Yunus gönüllü insan: Mustafa Özçelik
Hayat dediğin nedir ki, birkaç selâm, birkaç kelam...
Birkaç dost biriktirebildiyse, birkaç gönle girebildiyse bahtiyar olmalı insan...
Hayat dediğin nedir ki, Yesevi’den hikmetli, Yunus sevdalı, Mevlâna gönüllü olmalı insan.
Hayat dediğin nedir ki, alplikle erenliğin bir bütün olduğunu bildin mi gerisi kolay diyebilirsin.
Bazı insanların hayatlarına sınırlar koymak ve onları kategorize etmek mümkün değildir.
Tanıdığım pek az insan için geçeri olduğunu gördüğüm bu özellikleri cem etmiş insanlardan birisi de Mustafa Özçelik’tir.
İlk yazı ve şiirlerini İstanbul Üniversitesi Edebiyat Fakültesinin koridorlarında okuduğumu hatırlıyorum. Daha sonra 1990’lı yılların başında Müştehir Karakaya, Nurettin Durman gibi abi ve dostların yönetiminde yayımlanan Kardelen dergisindeki yazılrından hatırlıyorum Mustafa Özçelik’i. Bizlerin de Müştehir Karakaya, Zekeriya Erdim, İbrahim Yıldırım, Ahmet Kaplan gibi dostların desteği ile yazı ve şiir yazmaya başlamamızda etkileri olmuştur.
Aradan yıllar geçti, bereketli yıllar, kitapla, şiirle, yazıyla, Hoca Ahmet Yesevi, Türkistan’la, aşkla Yunus’la geçen yıllar... Mustafa Özçelik üretmeye biz ürünlerini okumaya devam ettik.
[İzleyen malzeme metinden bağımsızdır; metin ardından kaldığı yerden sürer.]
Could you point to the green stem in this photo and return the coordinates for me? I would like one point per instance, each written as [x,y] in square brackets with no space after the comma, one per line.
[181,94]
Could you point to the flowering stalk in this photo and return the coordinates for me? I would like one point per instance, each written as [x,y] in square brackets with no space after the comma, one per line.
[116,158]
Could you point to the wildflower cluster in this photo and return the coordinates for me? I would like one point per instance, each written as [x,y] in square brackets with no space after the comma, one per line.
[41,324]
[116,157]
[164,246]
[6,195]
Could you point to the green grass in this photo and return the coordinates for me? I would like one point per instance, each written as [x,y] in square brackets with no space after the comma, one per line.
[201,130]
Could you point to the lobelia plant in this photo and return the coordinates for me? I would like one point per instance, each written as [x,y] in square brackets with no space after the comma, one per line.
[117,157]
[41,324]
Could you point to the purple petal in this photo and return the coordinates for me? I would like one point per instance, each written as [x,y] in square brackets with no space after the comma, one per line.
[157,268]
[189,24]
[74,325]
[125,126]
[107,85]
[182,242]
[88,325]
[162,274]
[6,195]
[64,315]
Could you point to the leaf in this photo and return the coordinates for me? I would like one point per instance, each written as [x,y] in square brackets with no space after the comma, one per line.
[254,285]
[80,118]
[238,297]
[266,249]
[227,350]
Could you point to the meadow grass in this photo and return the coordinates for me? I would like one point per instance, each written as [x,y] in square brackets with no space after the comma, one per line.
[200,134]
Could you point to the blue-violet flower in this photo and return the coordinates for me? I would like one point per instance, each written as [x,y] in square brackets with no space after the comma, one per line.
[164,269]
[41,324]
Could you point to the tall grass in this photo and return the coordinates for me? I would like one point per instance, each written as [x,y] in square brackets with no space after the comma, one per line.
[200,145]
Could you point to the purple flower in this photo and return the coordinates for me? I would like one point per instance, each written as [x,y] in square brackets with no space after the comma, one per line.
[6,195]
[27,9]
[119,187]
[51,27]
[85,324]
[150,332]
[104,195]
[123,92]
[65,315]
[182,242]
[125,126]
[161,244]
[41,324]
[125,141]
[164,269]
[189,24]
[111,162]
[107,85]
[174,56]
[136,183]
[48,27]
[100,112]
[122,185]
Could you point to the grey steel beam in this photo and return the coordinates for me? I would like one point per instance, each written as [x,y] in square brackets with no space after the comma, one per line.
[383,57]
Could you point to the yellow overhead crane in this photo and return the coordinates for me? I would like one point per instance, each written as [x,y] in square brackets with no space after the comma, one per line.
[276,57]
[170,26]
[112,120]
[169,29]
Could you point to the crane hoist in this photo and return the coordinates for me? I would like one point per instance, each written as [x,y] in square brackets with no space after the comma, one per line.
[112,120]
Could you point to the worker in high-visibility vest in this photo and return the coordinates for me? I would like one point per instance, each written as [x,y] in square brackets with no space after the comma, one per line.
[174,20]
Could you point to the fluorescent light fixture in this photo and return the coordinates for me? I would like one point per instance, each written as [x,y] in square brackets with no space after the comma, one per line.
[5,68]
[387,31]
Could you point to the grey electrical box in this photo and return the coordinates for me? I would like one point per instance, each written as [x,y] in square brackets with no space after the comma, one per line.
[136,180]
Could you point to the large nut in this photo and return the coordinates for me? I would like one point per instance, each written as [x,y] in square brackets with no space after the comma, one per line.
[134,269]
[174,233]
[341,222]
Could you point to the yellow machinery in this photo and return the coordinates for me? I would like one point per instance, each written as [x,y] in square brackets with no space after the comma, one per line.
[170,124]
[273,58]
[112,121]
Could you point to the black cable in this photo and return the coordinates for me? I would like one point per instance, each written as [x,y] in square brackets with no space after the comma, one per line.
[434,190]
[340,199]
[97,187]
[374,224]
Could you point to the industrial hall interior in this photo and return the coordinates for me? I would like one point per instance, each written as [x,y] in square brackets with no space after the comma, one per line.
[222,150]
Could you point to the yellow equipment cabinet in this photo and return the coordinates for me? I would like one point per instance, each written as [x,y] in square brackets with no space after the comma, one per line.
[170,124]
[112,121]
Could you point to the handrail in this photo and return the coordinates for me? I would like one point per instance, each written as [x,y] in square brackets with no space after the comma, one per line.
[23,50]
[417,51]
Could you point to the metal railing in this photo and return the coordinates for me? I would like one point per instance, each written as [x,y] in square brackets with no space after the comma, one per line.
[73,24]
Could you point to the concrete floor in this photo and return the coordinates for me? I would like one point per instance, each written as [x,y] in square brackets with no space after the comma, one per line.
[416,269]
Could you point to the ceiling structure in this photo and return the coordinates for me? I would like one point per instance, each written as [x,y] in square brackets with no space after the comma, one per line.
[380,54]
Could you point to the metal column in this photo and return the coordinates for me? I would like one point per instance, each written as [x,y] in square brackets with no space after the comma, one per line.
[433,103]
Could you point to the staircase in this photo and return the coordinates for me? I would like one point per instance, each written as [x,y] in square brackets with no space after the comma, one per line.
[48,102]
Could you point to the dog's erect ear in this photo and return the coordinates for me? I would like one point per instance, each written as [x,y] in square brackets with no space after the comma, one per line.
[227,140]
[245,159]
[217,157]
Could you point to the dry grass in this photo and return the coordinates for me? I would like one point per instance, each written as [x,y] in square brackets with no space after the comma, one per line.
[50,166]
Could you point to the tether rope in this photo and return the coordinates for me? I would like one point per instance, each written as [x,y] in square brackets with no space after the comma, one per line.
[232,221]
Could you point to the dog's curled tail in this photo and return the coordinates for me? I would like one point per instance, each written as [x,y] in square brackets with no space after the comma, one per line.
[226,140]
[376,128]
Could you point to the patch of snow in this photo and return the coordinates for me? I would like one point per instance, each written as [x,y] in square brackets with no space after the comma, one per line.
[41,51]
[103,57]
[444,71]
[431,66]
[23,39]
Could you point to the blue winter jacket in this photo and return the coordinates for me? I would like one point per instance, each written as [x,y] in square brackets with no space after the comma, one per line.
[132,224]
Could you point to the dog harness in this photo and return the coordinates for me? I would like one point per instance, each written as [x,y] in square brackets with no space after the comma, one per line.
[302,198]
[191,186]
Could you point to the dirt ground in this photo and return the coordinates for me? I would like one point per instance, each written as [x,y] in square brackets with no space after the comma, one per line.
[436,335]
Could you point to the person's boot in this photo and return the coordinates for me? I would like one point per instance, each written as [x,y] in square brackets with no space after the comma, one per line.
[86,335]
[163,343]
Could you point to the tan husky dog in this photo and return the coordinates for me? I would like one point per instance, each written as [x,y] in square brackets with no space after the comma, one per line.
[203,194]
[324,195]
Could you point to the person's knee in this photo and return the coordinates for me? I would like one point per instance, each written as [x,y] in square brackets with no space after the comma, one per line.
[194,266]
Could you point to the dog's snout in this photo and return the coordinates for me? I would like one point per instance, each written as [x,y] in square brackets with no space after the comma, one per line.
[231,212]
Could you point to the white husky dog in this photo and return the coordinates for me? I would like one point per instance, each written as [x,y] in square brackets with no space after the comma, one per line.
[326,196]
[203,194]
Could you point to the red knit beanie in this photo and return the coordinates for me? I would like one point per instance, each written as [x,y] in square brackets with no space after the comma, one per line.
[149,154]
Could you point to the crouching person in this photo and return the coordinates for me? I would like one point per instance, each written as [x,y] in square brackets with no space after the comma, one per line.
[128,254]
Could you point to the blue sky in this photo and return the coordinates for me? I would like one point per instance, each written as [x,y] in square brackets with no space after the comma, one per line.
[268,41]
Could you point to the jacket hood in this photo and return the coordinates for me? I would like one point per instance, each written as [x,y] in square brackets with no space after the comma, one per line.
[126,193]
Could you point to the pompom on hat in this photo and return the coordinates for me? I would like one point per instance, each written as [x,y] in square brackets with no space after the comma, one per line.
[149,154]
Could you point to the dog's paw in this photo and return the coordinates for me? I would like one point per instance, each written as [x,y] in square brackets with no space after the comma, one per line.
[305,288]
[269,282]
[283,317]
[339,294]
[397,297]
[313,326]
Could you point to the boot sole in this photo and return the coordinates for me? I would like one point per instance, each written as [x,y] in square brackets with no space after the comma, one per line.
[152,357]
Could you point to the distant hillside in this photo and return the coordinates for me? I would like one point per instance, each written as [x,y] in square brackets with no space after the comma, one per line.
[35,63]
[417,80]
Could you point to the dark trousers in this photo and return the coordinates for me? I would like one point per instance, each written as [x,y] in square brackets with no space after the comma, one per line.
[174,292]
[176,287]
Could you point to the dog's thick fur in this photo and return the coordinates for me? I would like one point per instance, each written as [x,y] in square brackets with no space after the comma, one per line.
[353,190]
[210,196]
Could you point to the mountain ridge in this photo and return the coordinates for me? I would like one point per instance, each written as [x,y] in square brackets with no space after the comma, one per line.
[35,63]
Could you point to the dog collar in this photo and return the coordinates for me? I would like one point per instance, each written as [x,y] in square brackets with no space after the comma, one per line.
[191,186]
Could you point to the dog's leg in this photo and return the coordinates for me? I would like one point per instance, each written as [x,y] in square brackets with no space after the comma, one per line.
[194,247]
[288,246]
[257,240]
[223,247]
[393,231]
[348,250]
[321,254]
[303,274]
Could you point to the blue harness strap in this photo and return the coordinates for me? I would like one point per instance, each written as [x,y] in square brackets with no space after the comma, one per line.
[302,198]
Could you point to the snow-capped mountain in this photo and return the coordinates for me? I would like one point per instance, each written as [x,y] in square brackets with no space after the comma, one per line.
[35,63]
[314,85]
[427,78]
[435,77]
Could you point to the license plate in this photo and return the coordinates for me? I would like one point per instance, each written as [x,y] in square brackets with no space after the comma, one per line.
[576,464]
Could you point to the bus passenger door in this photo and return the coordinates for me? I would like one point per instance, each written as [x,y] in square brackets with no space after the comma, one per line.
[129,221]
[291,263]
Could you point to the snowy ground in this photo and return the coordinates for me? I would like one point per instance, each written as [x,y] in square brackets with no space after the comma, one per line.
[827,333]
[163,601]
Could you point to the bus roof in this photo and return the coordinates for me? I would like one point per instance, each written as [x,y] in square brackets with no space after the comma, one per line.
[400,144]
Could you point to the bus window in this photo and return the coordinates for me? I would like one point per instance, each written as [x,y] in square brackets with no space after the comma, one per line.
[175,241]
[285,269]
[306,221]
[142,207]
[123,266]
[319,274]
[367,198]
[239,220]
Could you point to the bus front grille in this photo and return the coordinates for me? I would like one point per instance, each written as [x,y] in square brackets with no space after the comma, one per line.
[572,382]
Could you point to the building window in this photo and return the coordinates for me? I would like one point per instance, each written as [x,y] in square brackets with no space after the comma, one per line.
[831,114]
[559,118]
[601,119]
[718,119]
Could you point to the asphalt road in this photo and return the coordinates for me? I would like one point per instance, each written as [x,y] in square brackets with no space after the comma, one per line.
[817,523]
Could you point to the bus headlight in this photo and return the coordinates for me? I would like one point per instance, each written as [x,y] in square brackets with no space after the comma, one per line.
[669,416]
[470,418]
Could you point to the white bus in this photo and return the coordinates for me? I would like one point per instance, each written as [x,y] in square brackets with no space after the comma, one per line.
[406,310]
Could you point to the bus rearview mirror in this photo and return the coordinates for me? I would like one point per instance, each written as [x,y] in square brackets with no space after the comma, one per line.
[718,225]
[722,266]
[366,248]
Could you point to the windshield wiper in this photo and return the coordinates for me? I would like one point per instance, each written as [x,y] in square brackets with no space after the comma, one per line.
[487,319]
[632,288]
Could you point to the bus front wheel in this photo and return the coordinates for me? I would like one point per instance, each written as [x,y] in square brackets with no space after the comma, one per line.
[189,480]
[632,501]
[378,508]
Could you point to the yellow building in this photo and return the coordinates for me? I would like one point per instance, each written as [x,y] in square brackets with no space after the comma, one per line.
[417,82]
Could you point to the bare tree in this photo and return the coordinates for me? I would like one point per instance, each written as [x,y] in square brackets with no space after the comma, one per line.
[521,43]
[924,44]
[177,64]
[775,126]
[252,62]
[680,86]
Her ne kadar kendisini şair olarak tanısam da Yunus Emre üzerine yazdığı yazıları daha çok tercih ettim. Bu tercihimde Yunus Emre’nin sözlerinin çocukluğumdan itibaren ninni gibi kulağıma fısıldanmasının payı var mıydı bilemem.
2015 yılında Manisa’da Uluslararası Yunus Emre Sempozyumu’nda verilen arada selamlaştık. Birbirini tanıyan ve uzun yıllara dayanan geçmişten getirdiğimiz dostluk selamıydı bu. Kırk yıllık ahbaplığın ardından yarım kalan cümleye başlar gibi başladık konuşmaya… O günden sonra da görüşmeye devam ettik. “Yunus Emre’nin İzinde” çalışmamızda bizleri yüreklendirdi, her zamanki gibi desteğini esirgemedi.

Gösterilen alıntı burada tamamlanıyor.